Today, the Department of Homeland Security (DHS), in collaboration with the Mitre Corporation, released the Common Weakness Enumeration version 2.0 (or CWE v2) – a dictionary of software weaknesses and their associated mitigation practices developed by the experts from government, industry and academia from across the software security community.
The CWE was completed by DHS’s National Cybersecurity Division under the Software Assurance Program. In collaboration with the private sector, the Software Assurance Program spearheads the development of practical guidance and tools while promoting research and development of secure software engineering. The recent publication of known weaknesses is available for public use and will enable software developers to build secure software from the ground up while limiting software vulnerabilities that can be potentially exploited by malicious actors. It can be found here.

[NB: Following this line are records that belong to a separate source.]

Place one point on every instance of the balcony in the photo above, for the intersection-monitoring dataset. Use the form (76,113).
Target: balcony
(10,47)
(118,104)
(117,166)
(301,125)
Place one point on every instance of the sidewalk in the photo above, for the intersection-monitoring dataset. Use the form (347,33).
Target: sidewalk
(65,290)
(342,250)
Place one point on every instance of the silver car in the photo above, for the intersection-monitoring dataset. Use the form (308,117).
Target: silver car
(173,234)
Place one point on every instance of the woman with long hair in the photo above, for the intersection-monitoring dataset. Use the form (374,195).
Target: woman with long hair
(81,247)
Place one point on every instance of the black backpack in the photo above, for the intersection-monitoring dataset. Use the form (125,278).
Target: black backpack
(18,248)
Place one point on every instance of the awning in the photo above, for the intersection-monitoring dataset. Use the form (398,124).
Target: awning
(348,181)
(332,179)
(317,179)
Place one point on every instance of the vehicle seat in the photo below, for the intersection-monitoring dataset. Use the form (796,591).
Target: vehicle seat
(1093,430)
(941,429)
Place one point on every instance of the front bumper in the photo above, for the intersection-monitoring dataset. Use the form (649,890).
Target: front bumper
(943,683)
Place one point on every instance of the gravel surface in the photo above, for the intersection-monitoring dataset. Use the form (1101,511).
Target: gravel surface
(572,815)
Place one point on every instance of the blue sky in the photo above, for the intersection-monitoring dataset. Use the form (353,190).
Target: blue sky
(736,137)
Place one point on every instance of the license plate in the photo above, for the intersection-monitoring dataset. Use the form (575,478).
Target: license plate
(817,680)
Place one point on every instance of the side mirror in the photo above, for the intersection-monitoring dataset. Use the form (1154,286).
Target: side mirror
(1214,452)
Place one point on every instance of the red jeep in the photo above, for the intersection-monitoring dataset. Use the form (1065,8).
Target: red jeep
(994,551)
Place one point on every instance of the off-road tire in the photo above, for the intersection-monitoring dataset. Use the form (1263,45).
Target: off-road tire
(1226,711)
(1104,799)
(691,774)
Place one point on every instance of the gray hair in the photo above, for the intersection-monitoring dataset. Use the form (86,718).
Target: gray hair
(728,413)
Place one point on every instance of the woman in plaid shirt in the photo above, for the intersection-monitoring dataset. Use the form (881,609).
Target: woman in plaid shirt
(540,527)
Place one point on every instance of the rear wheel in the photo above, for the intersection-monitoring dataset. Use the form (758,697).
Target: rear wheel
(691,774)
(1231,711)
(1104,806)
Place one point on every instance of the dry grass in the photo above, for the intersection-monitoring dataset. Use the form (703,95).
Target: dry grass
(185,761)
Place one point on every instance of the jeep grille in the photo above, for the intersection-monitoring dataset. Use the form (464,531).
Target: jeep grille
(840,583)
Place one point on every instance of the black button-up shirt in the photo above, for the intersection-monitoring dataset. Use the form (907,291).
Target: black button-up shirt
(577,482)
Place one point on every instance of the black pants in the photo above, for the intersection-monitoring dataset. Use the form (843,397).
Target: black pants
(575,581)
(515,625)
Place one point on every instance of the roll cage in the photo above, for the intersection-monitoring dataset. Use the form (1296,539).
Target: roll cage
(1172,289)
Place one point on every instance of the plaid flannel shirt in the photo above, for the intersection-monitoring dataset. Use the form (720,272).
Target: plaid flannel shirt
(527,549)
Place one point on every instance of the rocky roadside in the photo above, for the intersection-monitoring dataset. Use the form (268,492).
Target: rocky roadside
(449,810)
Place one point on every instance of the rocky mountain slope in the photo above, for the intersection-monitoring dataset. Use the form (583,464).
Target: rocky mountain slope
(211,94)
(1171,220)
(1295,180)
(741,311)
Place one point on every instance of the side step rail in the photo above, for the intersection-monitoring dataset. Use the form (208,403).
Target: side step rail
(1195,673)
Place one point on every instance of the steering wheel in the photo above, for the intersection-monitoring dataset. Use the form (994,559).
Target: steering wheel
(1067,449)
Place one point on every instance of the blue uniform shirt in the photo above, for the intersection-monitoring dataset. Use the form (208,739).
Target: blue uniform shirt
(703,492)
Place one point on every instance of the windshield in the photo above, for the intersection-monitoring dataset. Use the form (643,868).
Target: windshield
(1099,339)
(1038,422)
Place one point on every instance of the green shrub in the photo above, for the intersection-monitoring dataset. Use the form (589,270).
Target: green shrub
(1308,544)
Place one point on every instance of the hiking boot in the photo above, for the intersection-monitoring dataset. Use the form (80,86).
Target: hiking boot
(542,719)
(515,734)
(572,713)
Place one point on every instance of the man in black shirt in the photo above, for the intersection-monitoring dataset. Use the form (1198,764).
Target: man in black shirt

While CWE v2 represents a substantial improvement over the first iteration of CWE, it also serves as the foundation for emerging efforts by DHS, including the Common Weakness Risk Analysis Framework (CWRAF) and the Common Weakness Scoring System (CWSS).
- The CWRAF organizes the top priority exploitable weaknesses by business and mission domain, so that a given organization knows what mitigation practices are needed to best meet their specific needs.
- The CWSS provides organizations with a tool to develop their own list of most critical weaknesses based on their unique business or mission.